Avortement : Et si on légalisait cette pratique très courante ?

vortement clandestinStrictement interdite par la loi et bannie par la religion, la pratique de l’avortement clandestin demeure néanmoins une pratique courante au Maroc.

Ceux qui se sont intéressés au sujet avancent des chiffres qui interpellent, car pas moins de 400, voire 500 interruptions volontaires de grossesses (IVG) sont quotidiennement réalisées chez nous. Ces chiffres restent bien entendu à vérifier, car plusieurs gynécologues, paramédicaux et autres le pratiquent mais en cachette et loin des regards «distraits» des autorités.

Les services de police tombent rarement sur des cas d’avortements illégaux et ce, pour la simple raison que les concernées et leurs familles font tout pour l’étouffer de crainte du déshonneur. Les quelques affaires traitées par la police judiciaire n’ont été rendues possibles qu’après l’hospitalisation, en état critique, de ces femmes.

L’avortement à risques : un problème de santé publique

Au Maroc, l’avortement à risque est un réel problème de santé publique, un drame humain qui ne peut laisser personne indifférente. C’est aussi un phénomène social très complexe.
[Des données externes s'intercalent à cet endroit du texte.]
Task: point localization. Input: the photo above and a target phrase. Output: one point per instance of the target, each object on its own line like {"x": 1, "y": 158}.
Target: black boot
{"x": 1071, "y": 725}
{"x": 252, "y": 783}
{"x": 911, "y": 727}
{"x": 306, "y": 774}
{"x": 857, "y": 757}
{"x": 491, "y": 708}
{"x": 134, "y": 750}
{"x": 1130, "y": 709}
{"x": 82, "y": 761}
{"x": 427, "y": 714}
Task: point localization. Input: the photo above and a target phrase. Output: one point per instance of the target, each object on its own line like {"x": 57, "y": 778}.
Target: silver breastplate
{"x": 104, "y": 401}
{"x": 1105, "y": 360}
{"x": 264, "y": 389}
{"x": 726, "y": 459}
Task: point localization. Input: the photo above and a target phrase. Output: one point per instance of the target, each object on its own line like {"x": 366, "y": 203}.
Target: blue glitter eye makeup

Sa prévalence en termes de cas et de complications inhérentes a cette pratique est telle qu’aucune femme ne sort indemne à la suite d’un avortement.
Combien de fois de ma carrière de professionnel de santé ai-je assisté, au décès de jeunes filles à la fleur de l’âge, admises au service des urgences dans un état de choc avec de fortes hémorragies, après une tentative d’avortement non réussie, avortement réalisé le plus souvent dans des conditions d’hygiène désastreuse, avec des moyens matériels dangereux. Les séquelles de l’avortement clandestin sont lourdes tant sur le plan psychologique que sur le plan physique. Par ailleurs, il faut savoir qu’un avortement mal pratiqué est la cause directe de la stérilité de la femme.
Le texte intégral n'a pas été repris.